Air flow control

My 05 Mercury Grand Marquis only directs air flow through the defrost and floor ducts. What suggestions do you have to correct this? With 104,000, is it worth it, as it also needs brakes, tires.

Airflow is controlled by flaps within the HVAC system. Something is preventing the flaps from moving as they should. Is this a manually controlled system, or automatic climate control?

104K miles is not much on a Grand Marquis. If it were my car I’d want the air flow control to work as designed, and I’d repair it.

You have a vacuum leak in the AC control system, or a vacuum hose not connected. The airflow (except for the electric blend-air door) doors are vacuum controlled on your Grand Marquis. This is true for manual or automatic climate control.

Thanks, I will check that and hopefully solve it. The mechanic suggested replacing the entire heater-A/C head at about $1400, and that is painful.

I believe we have a duplicate thread here.
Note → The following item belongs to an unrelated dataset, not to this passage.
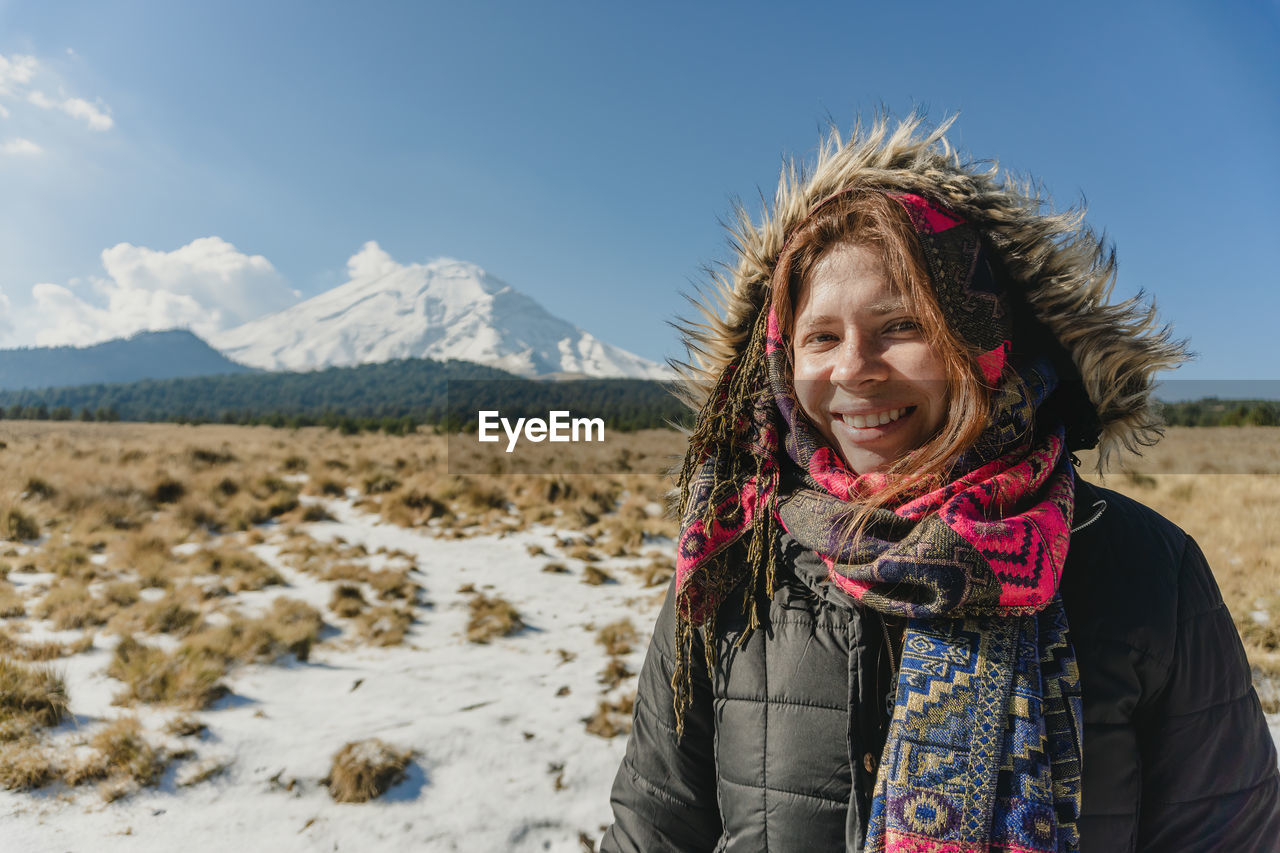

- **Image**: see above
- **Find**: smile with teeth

Check out the other one for additional comments.

Note: It us usually best to put all related problems (even those that might seem un-related) in just one message.
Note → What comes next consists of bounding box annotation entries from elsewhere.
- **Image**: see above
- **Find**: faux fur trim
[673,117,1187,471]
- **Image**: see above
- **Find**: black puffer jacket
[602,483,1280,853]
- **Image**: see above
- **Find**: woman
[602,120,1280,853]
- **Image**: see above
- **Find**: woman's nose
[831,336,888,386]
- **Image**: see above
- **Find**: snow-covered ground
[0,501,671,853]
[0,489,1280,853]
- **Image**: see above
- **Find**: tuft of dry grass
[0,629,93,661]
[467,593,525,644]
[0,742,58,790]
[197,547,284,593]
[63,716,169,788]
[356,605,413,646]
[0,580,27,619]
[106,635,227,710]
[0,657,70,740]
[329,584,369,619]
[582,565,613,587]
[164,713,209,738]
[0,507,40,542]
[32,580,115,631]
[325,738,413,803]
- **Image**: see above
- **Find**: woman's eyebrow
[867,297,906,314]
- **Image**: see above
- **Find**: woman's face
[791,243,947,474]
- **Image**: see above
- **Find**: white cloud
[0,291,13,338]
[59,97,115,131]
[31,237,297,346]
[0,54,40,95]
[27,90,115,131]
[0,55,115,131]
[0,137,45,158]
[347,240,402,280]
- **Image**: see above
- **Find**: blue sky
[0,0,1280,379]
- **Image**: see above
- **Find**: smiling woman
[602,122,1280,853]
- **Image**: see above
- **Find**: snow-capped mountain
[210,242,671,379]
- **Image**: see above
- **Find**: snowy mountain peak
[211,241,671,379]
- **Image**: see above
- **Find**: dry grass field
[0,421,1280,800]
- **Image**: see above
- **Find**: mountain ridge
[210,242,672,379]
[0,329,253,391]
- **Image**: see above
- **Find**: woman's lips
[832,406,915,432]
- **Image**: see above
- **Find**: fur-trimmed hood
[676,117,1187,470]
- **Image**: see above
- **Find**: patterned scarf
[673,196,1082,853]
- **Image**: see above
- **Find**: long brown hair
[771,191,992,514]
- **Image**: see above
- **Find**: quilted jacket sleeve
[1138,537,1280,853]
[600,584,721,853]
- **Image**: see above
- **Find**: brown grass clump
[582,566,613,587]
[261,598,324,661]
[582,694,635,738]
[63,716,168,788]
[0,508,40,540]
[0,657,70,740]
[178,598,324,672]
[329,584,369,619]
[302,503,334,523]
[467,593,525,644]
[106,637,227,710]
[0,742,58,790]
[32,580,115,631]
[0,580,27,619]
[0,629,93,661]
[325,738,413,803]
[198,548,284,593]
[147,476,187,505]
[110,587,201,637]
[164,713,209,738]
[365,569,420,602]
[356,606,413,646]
There are two doors that control air flow and one of them has three positions. The first in line, after the heater core, directs air to the panel in one position and to the defrost/floor in the other. The second is the three-position door and directs air to the defrost, or floor or both. In your case, the first door is not going to the proper position. If you have EATC, it cold be a problem with the electronic control unit. With it or without it, you could have a bad vacuum connection or line or a bad vacuum motor. This should be thoroughly checked to eliminate other issues before replacing the EATC unit.

You can see both vacuum motors and their connections by looking up toward the cup holder with your head on the carpet in the driver side foot well. You can access a lot of the connections by pulling the EATC unit and the cup holder.
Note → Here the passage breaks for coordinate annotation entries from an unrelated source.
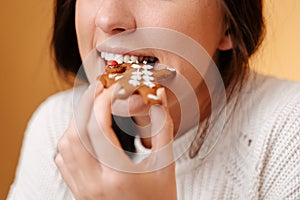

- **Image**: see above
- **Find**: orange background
[0,0,300,200]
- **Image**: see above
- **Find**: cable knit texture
[8,75,300,200]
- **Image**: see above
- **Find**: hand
[55,84,176,200]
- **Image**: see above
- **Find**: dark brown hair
[51,0,265,157]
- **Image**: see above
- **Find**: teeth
[101,52,156,64]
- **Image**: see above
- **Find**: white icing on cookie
[147,94,159,101]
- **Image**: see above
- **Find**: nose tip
[95,0,136,34]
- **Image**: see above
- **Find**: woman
[9,0,300,199]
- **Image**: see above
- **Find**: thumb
[150,88,174,151]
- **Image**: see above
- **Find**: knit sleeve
[7,93,72,200]
[259,91,300,200]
Diagrams available at http://www.p71interceptor.com/eatcswap/

There were a couple of years in the early 00s that had early-failing EATC units, but I don’t recall what years, but tearing into them and replacing the orings will fix them. The EATC unit can be put into a self-check mode and will send out codes. Find out how to do that:

Lots of help available at www.crownvic.net

Yep, I’d suspect either a vacume leak or a problem with the vacume motor. I had a hose in the engine compartment drop down and get a hole burned in it and had a similar symptom with my Buick. About $2 worth of new hose fixed it. Finding the problem is the hard part. I diagnosed by running a long length of hose from a good source on the engine, and connecting to the HVAC control to determine it was the hose. If that had no effect, I would have had to dig deeper under the dash to the motors themselves.